El gobierno va devaluando este último todas las semanas: ahora e1 dólar vale oficialmente 5,15467 pesos en vez de los 8,5 que pagan en la calle los arbolitos, que así se llaman los cambiadores plantados en las aceras a la espera del turista. En los aeropuertos usan perros para descubrir quién se lleva billetes de pesos afuera, como si fuese droga. El campo se siente maltratado. Los exportadores de soja reciben el cambio oficial y encima cargan con un impuesto a la exportación del 35%. Esta exacción recae también sobre la exportación de carne, que han querido reducir para que no se note tanto la inflación: ahora Paraguay exporta más carne que Argentina. De esa forma, las cuentas exteriores no cuadran. La intendente o alcaldesa de Rosario nos dijo que no le dejaban importar una partida de semáforos de España hasta no encontrar alguna empresa con la que combinar la exportación de frutas y verduras a nuestro país por el mismo valor. Y la crisis energética se ha agravado con la expropiación de YPF. No sólo dudan los inversores en colocar más capital en Argentina, sino que el control de precios para disimular la inflación les deja sin margen de beneficios.

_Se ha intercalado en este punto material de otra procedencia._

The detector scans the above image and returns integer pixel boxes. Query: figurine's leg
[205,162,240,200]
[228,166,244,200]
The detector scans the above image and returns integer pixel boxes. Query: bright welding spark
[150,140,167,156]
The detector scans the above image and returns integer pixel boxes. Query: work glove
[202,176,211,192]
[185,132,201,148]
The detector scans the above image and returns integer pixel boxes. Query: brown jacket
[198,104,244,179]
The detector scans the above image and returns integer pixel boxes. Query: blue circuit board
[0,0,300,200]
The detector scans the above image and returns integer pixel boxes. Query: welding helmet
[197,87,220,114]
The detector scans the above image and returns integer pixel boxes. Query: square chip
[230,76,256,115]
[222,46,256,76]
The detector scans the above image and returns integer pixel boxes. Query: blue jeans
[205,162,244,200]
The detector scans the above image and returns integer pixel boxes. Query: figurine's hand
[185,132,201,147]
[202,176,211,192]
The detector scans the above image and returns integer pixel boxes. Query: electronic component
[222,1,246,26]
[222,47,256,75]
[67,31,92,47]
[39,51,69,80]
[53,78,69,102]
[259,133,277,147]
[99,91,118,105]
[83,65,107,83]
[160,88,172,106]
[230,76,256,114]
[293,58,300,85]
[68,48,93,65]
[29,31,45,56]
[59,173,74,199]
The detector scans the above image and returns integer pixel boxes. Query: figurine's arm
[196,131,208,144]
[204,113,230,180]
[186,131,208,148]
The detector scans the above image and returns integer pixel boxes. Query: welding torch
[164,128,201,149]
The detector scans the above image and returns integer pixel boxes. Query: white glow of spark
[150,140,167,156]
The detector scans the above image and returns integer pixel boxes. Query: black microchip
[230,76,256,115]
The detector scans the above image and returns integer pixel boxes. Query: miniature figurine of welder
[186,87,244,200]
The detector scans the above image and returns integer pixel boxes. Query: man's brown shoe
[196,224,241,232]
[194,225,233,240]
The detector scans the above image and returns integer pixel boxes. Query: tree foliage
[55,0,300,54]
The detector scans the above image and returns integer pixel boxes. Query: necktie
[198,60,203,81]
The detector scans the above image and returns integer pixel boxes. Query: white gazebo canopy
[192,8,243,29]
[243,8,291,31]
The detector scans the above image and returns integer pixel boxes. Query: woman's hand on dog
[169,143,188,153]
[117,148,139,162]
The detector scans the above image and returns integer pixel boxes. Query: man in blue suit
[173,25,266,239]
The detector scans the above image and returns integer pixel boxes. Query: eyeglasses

Sólo la hospitalidad de los argentinos puede consolar al viajero desolado. Pero cuando pedí un salero en el hotel para aderezar los huevos fritos, me contestaron que el gobernador de la Provincia había prohibido que se colocaran en la mesa para ayudarnos a reducir la tensión.

Este artículo fue publicado originalmente en Expansión (España) el 23 de abril de 2013.